Public housing residents

Low-income residents in a place like Ann Arbor quickly learn the tricks to stretch a small budget and take advantage of local resources. They also sometimes hide income in order to get help from local agencies and the government.

Those in public housing say they scour the sales at local grocery stores or carpool to places as far as Detroit to find cheaper shopping.

Some residents have side jobs for money, like Betty Jean Jones. She lives in the Hikone public housing complex and repairs and sells computers. Each month, Jones gets along with the money she makes for her computer work, along with about $300 she gets in food stamps and a few hundred dollars she receives in child support payments.

“If I got a bill I’ve really got to pay, I’ll put up a couple computers for $100 a piece to make the bill,” she said.

Jones said it wouldn’t make sense to forgo the money she earns from selling computers in favor of a full- or part-time job because she’d likely lose her Medicaid insurance. With that insurance, she can visit the local Packard Health clinic for checkups after she had a stroke last year. Besides, she said, “I like the way I am doing things.”

During the summer months, she grows vegetables like beans, peppers, collard greens and okra in gardens tucked behind the housing project.

She lives in one of the nine family public housing sites the Ann Arbor Housing Commission operates in the city.

Those who live there generally fall into one of three categories, Pressel said: Either they're immigrants, they have large families or they're single mothers.

Judy Gardner, a CAN board member and resident of the Bryant community, sees two categories of people who live in public housing.

“You’ve got the poor living there temporarily to get a way up and the poor who want to stay poor,” she said.

Getting out of public housing can be a challenge.

“There’s an opportunity to go from Hikone (public housing) to (the) Bryant (neighborhood where people own houses or rent houses), but to go from Hikone to Burns Park is impossible,” Gardner said.

Some people will never leave public housing, said Joan Doughty, executive director of the Community Action Network, noting that some are trapped by a cognitive or other impairment.

"It's really a complex situation," Stone-Palmquist said. "All the families have different needs. There's not a one-size-fits-all answer."

Swamped

The growing poverty problem is threatening to overwhelm many local non-profit agencies.

Eileen Spring, the executive director of Food Gatherers, said her agency has seen a 35 percent increase in requests on average from agencies since last September.

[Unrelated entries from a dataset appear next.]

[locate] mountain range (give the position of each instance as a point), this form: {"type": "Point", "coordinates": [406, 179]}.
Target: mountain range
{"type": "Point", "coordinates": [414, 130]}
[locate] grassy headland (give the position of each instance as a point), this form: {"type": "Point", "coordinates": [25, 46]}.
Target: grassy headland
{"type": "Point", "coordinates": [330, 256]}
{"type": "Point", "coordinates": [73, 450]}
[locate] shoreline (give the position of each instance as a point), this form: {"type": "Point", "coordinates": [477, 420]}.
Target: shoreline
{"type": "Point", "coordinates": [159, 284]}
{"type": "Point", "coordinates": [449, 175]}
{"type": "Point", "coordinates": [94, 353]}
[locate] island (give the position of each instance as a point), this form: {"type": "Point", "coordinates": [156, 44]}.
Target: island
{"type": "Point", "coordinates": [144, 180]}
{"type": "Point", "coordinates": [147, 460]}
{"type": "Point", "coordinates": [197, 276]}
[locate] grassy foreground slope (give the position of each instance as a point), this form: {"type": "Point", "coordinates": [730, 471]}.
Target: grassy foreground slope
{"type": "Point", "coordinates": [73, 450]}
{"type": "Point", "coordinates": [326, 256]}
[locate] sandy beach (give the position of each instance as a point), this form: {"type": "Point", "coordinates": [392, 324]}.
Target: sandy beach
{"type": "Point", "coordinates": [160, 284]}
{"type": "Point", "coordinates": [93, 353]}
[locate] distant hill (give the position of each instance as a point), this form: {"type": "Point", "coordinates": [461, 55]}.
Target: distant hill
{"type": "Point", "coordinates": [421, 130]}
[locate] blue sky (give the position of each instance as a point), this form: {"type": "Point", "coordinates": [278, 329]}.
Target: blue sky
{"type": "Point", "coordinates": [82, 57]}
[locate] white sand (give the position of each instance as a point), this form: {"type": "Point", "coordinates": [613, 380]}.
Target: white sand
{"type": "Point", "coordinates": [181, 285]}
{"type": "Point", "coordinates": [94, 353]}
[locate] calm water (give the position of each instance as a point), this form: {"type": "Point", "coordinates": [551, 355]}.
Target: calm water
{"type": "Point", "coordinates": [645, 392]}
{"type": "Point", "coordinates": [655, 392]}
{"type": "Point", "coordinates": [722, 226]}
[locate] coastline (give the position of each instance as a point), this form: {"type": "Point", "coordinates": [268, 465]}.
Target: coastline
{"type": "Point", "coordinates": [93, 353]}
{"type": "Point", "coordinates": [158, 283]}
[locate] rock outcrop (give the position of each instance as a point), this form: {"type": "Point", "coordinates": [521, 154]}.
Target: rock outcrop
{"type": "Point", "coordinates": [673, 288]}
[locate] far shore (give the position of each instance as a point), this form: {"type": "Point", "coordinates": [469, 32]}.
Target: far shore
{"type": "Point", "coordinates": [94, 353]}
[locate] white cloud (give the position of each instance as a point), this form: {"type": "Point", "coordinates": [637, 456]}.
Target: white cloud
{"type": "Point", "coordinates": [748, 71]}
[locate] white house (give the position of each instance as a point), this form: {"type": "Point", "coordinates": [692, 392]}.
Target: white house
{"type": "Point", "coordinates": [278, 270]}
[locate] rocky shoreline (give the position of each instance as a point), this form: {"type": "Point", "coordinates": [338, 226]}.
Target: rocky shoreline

“It’s not sustainable," she said.

Food Gatherers isn't the only local non-profit struggling. Callan said her office funds about 45 local non-profits. "They are all up 20 percent to 60 percent in demand," she said.

Those non-profits are seeing cuts from local governments, and private giving is struggling. That's a double-edged sword, those leaders said.

It's not just the non-profits being swamped. The increased demand makes getting help from government agencies tough. It can mean long lines and lots of frustration.

For instance, applying for a passport requires a two-page form. But applying for food assistance takes a 20-page booklet with more complex questioning, residents said.

Many who are eligible are denied help because of small errors on their paperwork, but never learn why they were turned down and therefore don't get any help, some residents and non-profit organization coordinators said.

At the local human services department, which resembles the waiting room of a doctor's or Secretary of State office, lines get long and tempers get short while people try to sort through the requirements.

Bins with all of the forms sit below poster-filled bulletin boards with messages about finding child care, prescription discounts, jobs and the process of getting food stamps, Medicaid and unemployment benefits.

Filling out paperwork for assistance can feel like a full-time job, many said.

"There is a need in this economy that's forcing families to struggle in ways they've never figured out before," Billups said.

And that struggling is starting to make its mark on the community, Callan said.

"People are desperate. They don't know where to turn to," Callan said. "And those places they are looking to for help are overwhelmed and underfunded. It's the perfect storm."